Mes premières années scolaires, particulièrement au CP1, furent une véritable aventure. Ce n'était pas tant l'apprentissage en soi qui représentait un défi, mais plutôt la nécessité de s'exprimer en français. À cet âge tendre, la plupart d'entre nous ne parlaient que nos langues maternelles, celles de nos ethnies. En ville, comme ce fut mon cas, nous côtoyions plus d'une dizaine d'ethnies différentes, et certains d'entre nous n'avaient même jamais prononcé un seul mot de français avant d'entrer en classe. Cependant, ceux qui, comme moi, résidaient dans le quartier résidentiel, possédaient une longueur d'avance dans la pratique quotidienne de la langue française.
Chaque matin, le chemin de l'école était un rituel joyeux. Nous partions en groupe, mes amis, Bile, et d'autres camarades du quartier. Au-delà de cette barrière linguistique initiale et de ces moments partagés, je me dois de rendre un hommage vibrant à ces figures emblématiques que l'on appelait simplement les "maîtres" et "maîtresses" du CP1.
Ces éducateurs étaient de véritables alchimistes de la pédagogie, capables de transformer des enfants en de futurs citoyens éclairés. Leur enseignement dépassait largement le cadre scolaire : ils incarnaient l'exemple à suivre, des guides pour la vie. Leur dévouement allait jusqu'à connaître personnellement les parents de chaque élève, assurant un suivi rigoureux et une communication fidèle sur la conduite des enfants. Le respect et la discipline étaient les maîtres-mots de leurs classes. Chaque élève se devait de rester calme et de suivre scrupuleusement les instructions. Et si, d'aventure, un enfant s'écartait de la ligne, la nouvelle parvenait aux parents avec une rapidité déconcertante. Sans l'ombre d'un téléphone portable à l'époque, une mystérieuse alchimie, ou peut-être une méthode bien huilée de communication de bouche à oreille, permettait aux parents d'être informés le soir même de sa conduite.
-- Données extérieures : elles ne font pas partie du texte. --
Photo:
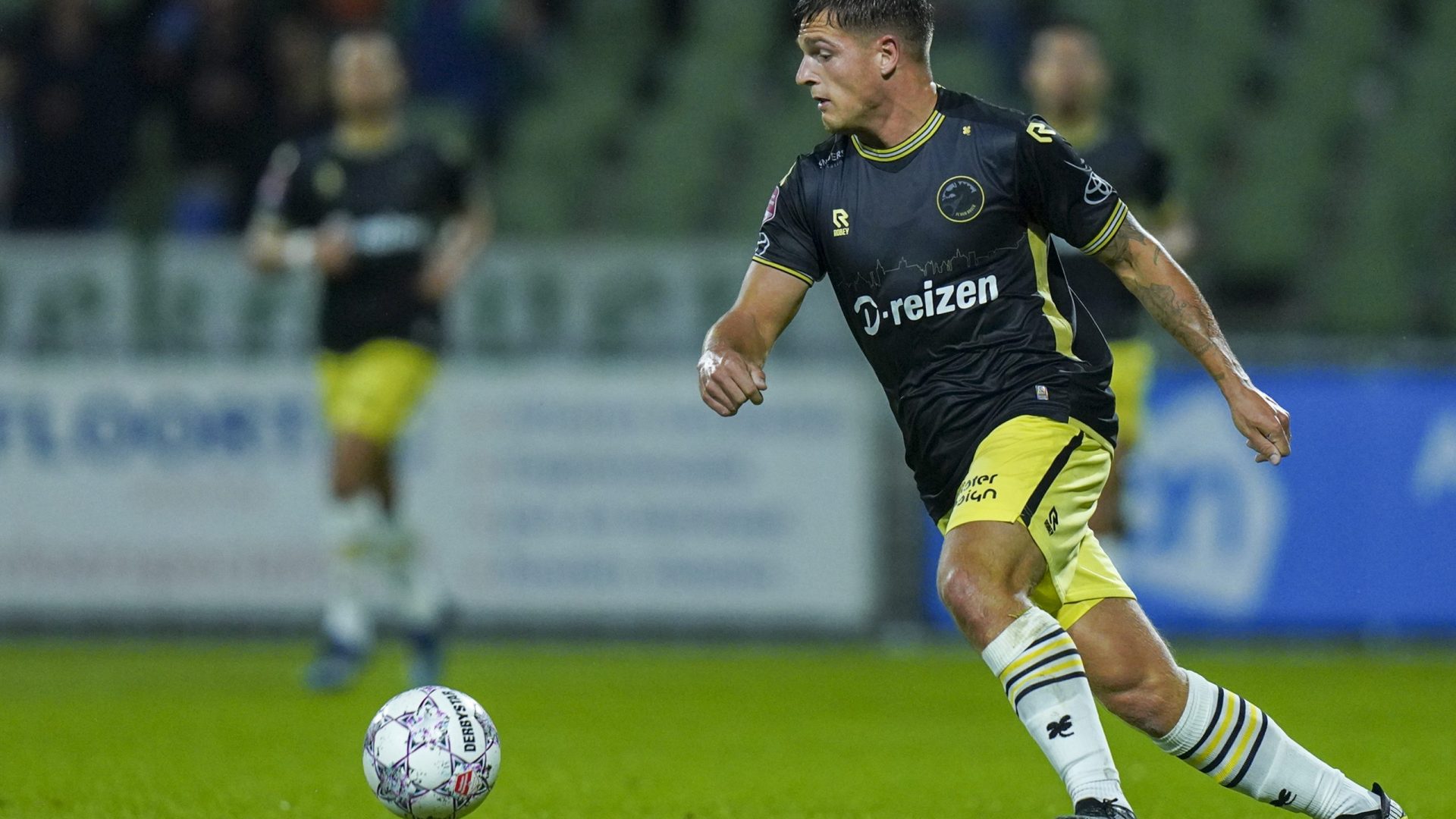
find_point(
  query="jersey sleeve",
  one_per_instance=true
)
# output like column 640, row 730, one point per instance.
column 284, row 191
column 1062, row 193
column 785, row 241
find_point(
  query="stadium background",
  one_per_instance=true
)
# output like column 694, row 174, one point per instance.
column 161, row 457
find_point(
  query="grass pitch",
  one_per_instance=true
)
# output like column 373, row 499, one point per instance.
column 159, row 730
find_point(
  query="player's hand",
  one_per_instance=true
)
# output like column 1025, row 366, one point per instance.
column 334, row 248
column 1261, row 420
column 727, row 381
column 438, row 280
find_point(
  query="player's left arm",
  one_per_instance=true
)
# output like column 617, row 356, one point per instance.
column 1171, row 297
column 462, row 238
column 462, row 235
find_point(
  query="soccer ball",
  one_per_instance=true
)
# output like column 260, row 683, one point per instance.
column 431, row 754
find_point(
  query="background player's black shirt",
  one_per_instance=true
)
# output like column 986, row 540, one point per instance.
column 397, row 200
column 1141, row 172
column 938, row 254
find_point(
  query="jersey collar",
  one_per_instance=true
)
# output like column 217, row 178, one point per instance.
column 906, row 148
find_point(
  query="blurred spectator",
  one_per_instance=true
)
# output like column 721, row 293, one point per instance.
column 299, row 69
column 204, row 63
column 476, row 55
column 72, row 117
column 9, row 71
column 354, row 14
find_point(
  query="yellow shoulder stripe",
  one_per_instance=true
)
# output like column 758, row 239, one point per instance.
column 788, row 270
column 1109, row 231
column 906, row 148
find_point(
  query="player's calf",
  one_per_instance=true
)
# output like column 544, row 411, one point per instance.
column 1242, row 748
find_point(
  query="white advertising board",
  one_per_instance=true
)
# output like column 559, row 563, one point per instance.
column 554, row 494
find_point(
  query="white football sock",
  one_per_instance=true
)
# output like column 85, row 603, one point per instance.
column 1242, row 748
column 348, row 526
column 1041, row 670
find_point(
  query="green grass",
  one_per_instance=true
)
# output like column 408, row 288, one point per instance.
column 162, row 730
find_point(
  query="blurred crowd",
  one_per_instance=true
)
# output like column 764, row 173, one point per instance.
column 161, row 114
column 107, row 108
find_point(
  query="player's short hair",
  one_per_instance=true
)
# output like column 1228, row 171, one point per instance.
column 912, row 19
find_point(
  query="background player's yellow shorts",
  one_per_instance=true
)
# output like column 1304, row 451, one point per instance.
column 373, row 391
column 1133, row 362
column 1046, row 475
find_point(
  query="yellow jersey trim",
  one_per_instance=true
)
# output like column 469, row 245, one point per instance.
column 1091, row 433
column 788, row 270
column 1060, row 327
column 1109, row 231
column 906, row 148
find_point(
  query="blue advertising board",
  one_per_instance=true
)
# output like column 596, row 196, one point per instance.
column 1353, row 535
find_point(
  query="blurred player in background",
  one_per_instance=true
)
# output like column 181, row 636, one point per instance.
column 1068, row 79
column 389, row 222
column 929, row 213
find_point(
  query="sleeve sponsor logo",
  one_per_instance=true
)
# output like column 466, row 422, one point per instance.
column 774, row 206
column 1041, row 131
column 1098, row 188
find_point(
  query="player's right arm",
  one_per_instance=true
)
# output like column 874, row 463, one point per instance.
column 286, row 231
column 785, row 264
column 730, row 372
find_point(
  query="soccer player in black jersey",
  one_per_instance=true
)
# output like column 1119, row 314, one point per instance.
column 1068, row 79
column 930, row 215
column 389, row 223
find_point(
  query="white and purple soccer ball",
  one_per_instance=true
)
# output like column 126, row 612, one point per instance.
column 431, row 754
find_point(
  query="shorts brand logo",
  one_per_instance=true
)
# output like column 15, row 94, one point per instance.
column 977, row 488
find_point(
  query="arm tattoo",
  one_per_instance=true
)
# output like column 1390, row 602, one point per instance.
column 1164, row 289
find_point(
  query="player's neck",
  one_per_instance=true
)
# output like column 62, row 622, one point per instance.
column 902, row 117
column 367, row 134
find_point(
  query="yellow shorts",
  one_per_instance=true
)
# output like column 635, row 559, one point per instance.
column 1046, row 475
column 373, row 391
column 1133, row 362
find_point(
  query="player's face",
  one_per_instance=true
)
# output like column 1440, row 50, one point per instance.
column 1066, row 72
column 842, row 72
column 367, row 76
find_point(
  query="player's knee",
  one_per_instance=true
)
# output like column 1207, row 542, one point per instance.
column 979, row 594
column 1147, row 698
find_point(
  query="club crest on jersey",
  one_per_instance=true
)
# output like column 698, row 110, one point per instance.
column 962, row 199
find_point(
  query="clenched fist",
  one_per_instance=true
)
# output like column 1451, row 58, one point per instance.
column 727, row 381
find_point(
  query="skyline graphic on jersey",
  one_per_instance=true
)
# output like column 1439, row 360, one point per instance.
column 960, row 261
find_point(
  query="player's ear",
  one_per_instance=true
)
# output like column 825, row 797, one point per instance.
column 887, row 55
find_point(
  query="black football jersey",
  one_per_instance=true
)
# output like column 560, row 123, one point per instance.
column 397, row 200
column 940, row 256
column 1139, row 169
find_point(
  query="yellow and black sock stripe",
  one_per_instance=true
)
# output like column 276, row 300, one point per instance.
column 1231, row 742
column 1050, row 659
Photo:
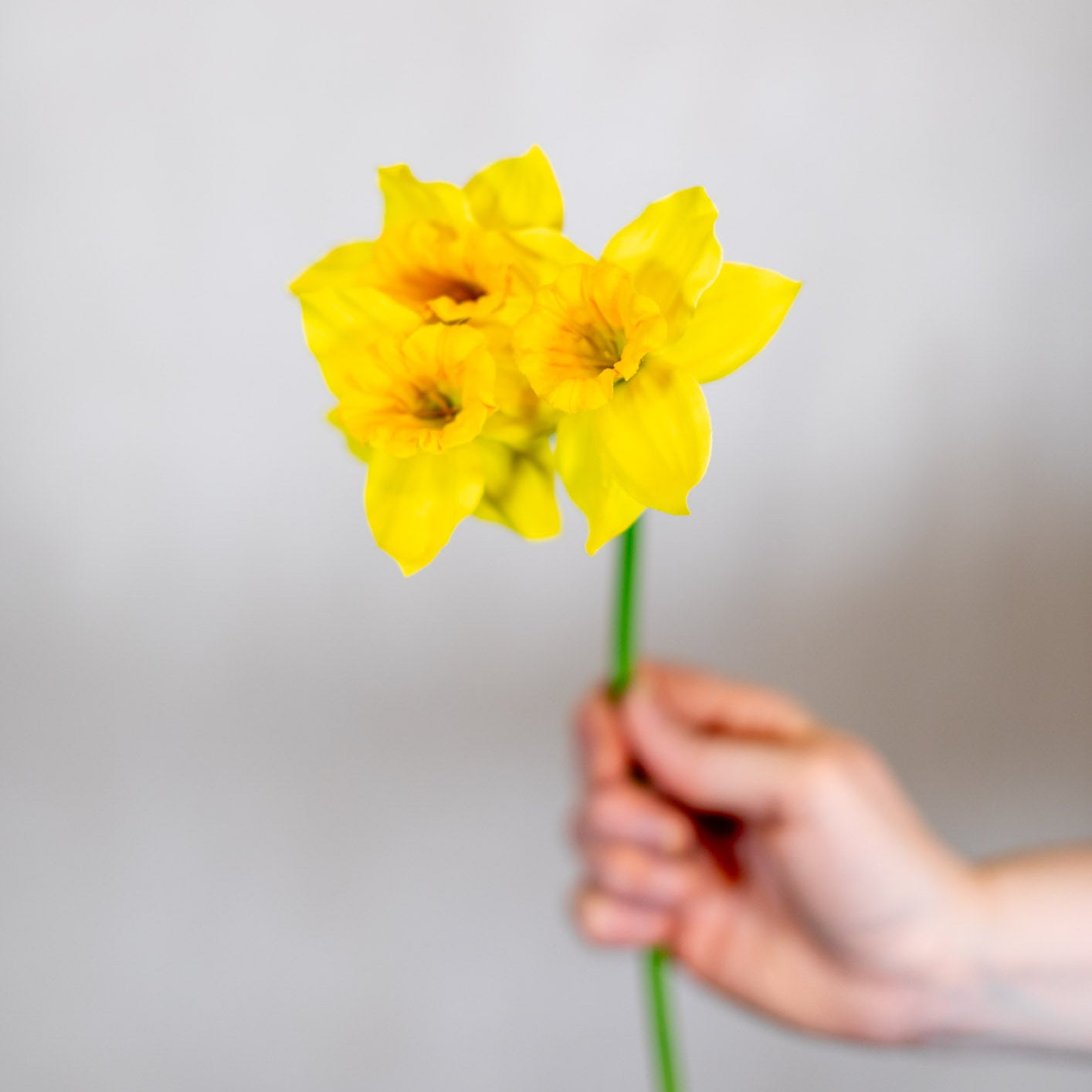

𝗨𝗻 𝗥𝗲𝗳𝘂𝗴𝗲 𝗚𝗼𝘂𝗿𝗺𝗮𝗻𝗱 𝗲𝘁 𝘂𝗻𝗲 𝗠𝗮𝗶̂𝘁𝗿𝗲𝘀𝘀𝗲 𝗜𝗻𝗼𝘂𝗯𝗹𝗶𝗮𝗯𝗹𝗲

J'étais toujours pressé d'apprendre, mais ce qui me réjouissait le plus était sans conteste le plat de *riz gras* que la maîtresse nous envoyait chaque jour et nous servait ponctuellement à 10h.
« Soyez bénie madame, » m'exclamais-je en mon for intérieur, même si son prénom m'a échappé avec le temps. Seule une image de sa corpulence, un peu enrobée et pas très grande de taille, me traverse encore l'esprit. Pour nous qui n'avions pas d'argent pour le petit-déjeuner, elle était notre sauveuse. Son geste était une bénédiction, une preuve de sa générosité inoubliable. « Que le Seigneur s'en souvienne, très chère maîtresse, » j'implore encore mon cœur. J'aurais tant voulu la retrouver un jour, mais comment, puisque son nom m'est inconnu et qu'elle fut affectée hors de l'école quelques années plus t**d ? Son souvenir reste gravé, celui d'une femme qui nous a fait aimer l'école plus que tout.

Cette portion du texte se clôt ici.